Das Kapitel, das die Autorinnen den Kommunikationsproblemen und speziell den Missverständnissen widmen, besticht durch anschauliche Beispiele von Regeldifferenz, endet aber schnell in der alten Problematik von Stereotypen und Vorurteile. Für internationale (!) Teams betonen die Autorinnen vor allem die Bedeutung von Vertrauensbildung und Kennenlernphasen. Wie interkulturelle Teams Synergie herstellen können, ist – von wenigen Arbeiten (Zeutschel&Thomas) abgesehen - nach wie vor empirisch kaum untersucht.

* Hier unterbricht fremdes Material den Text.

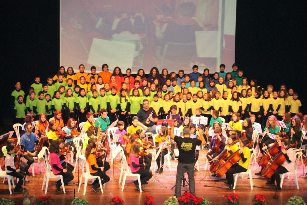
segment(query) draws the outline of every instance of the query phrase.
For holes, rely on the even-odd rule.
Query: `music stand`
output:
[[[276,135],[274,135],[274,134],[272,134],[271,133],[268,133],[266,134],[268,135],[268,136],[271,138],[271,139],[273,139],[275,140],[276,139]]]
[[[253,127],[254,128],[254,130],[257,130],[259,134],[262,134],[262,130],[261,130],[261,128],[260,127],[253,126]]]

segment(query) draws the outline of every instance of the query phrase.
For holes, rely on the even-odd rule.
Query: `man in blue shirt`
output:
[[[196,82],[197,82],[198,81],[198,75],[200,74],[200,73],[198,72],[198,66],[195,65],[193,66],[192,69],[193,69],[193,72],[190,74],[190,78],[191,78],[190,80],[194,80]]]
[[[25,123],[25,133],[20,137],[20,147],[21,149],[23,150],[23,152],[27,154],[23,157],[28,160],[27,163],[29,165],[28,169],[34,162],[33,157],[36,156],[37,153],[34,149],[34,146],[35,144],[37,145],[38,144],[38,140],[35,134],[32,132],[33,127],[30,123]],[[25,170],[25,172],[27,174],[29,173],[28,170]]]

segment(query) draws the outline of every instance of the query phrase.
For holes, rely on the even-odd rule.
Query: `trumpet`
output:
[[[150,118],[151,117],[151,116],[152,116],[153,112],[153,111],[151,111],[151,112],[149,114],[149,115],[148,116],[148,117],[147,118],[147,119],[145,121],[145,122],[146,123],[146,124],[149,124],[150,123],[150,122],[149,121],[149,119],[150,119]]]

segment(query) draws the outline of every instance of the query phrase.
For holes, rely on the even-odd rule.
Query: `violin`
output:
[[[283,137],[281,141],[288,139],[287,137]],[[267,151],[263,153],[263,155],[259,158],[258,164],[261,167],[264,167],[268,164],[269,161],[272,157],[274,157],[278,154],[278,143],[276,142],[274,143],[271,147],[268,149]]]
[[[254,142],[252,142],[244,146],[244,147],[253,145]],[[221,160],[221,165],[216,172],[216,174],[220,177],[222,177],[234,164],[238,162],[241,157],[241,153],[239,152],[239,149],[227,158],[225,160]]]
[[[297,141],[289,146],[285,150],[287,150],[291,147],[297,146],[298,142]],[[261,175],[266,179],[270,179],[273,175],[275,171],[279,166],[282,164],[286,160],[284,153],[281,152],[269,161],[267,165],[262,170]]]
[[[229,145],[229,147],[230,147],[233,144],[234,144],[239,141],[238,139],[234,141],[232,143]],[[219,155],[216,157],[216,160],[213,163],[211,164],[210,166],[210,171],[214,172],[215,171],[219,168],[220,165],[221,164],[220,162],[222,162],[222,160],[224,160],[226,158],[228,157],[230,155],[230,153],[228,151],[227,149],[223,150],[221,153]]]

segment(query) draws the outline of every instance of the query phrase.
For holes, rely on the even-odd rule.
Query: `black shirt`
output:
[[[149,121],[150,123],[149,124],[146,123],[145,122],[147,120],[147,119],[148,118],[152,111],[153,112],[153,118],[156,118],[158,117],[156,112],[153,109],[150,108],[147,111],[144,110],[144,109],[141,109],[136,114],[136,116],[138,118],[138,121],[148,127],[152,127],[155,125],[156,123],[152,121]]]
[[[195,150],[196,146],[201,144],[201,140],[196,138],[175,136],[174,140],[178,145],[179,156],[178,161],[183,164],[195,162]]]

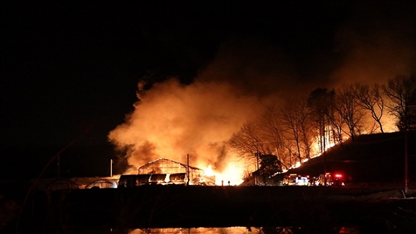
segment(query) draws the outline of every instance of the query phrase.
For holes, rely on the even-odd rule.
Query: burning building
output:
[[[203,170],[166,159],[147,163],[138,169],[137,174],[120,177],[119,187],[144,184],[214,184],[215,179],[207,177]]]

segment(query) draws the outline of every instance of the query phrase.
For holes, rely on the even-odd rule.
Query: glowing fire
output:
[[[236,163],[229,163],[222,172],[213,170],[211,165],[205,172],[207,177],[215,177],[215,184],[217,186],[239,186],[244,181],[242,168]]]

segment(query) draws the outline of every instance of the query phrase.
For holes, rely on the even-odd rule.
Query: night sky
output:
[[[42,176],[56,176],[63,149],[62,176],[108,174],[107,135],[133,111],[139,80],[189,85],[232,53],[234,84],[276,66],[315,87],[353,79],[357,64],[371,80],[415,73],[413,1],[244,2],[3,1],[1,177],[37,177],[49,161]],[[236,75],[253,64],[256,75]]]

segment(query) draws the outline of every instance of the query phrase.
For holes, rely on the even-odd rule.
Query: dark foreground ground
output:
[[[415,192],[406,199],[402,195],[399,190],[300,186],[145,186],[37,192],[2,231],[128,233],[147,228],[290,226],[297,233],[339,233],[342,226],[357,226],[360,233],[413,233]]]

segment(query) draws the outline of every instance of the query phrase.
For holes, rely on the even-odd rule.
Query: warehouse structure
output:
[[[166,159],[159,159],[138,168],[137,174],[120,177],[119,187],[144,184],[213,185],[215,178],[206,177],[203,170]]]

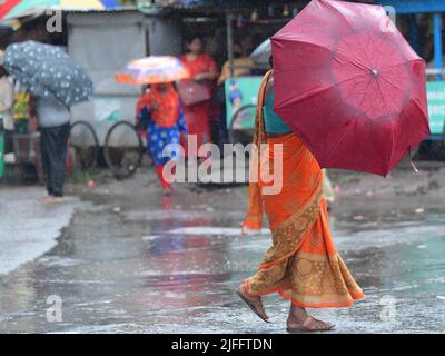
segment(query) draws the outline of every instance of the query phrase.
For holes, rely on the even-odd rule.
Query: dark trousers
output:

Im zweiten Teil sind über 50 „Interkulturelle Interaktionsübungen“ versammelt, zum großen Teil entweder allgemeine Kennenlernspiele oder Übungen, die nationale Stereotypen aktivieren und womöglich bewusst machen („Aha-Erlebnis“). Dazu kommen die vier oder fünf Klassiker wie der Café-Klatsch, das Kartenspiel oder der Besuch bei den Albatrossen, die seit zwei Jahrzehnten in der westeuropäischen Trainingsszene unter diesen oder anderen Namen, sicher auch dank der Verbreitung durch dieses Buch, die Runde machen. Wie diese Übungen, bei denen es ja darum geht, neue Regeln auszuhandeln, theoretisch fundiert, Lösungen ausgewertet und auf die Realität transferiert werden, bleibt den Trainern überlassen.
Diskussion
In der Einleitung zum zweiten Teil haben Losche/Püttker einen Satz formuliert, der zu denken gibt: „Übungen sind nicht interkulturell“. Sie meinen damit, dass viele, ja die Mehrzahl der Übungen nur mit solchen Personen möglich sind, die diese Art von „Erlebnispädagogik“ (?) schätzen, insbesondere Körperkontakt akzeptieren. Der Satz hat aber noch eine tiefere Wahrheit: Übungen ersetzen nicht das respektvolle, faire Aushandeln von Regeln, die Regeldifferenzen überbrücken – in jedem Handlungszusammenhang.
Fazit
Bei alle Einwänden und trotz aller Kritik: Wer immer in interkulturellen Geschäft, als Trainer/in oder Dozent/in, aktiv ist oder wird, an diesem Standardwerk kommt keine/r vorbei.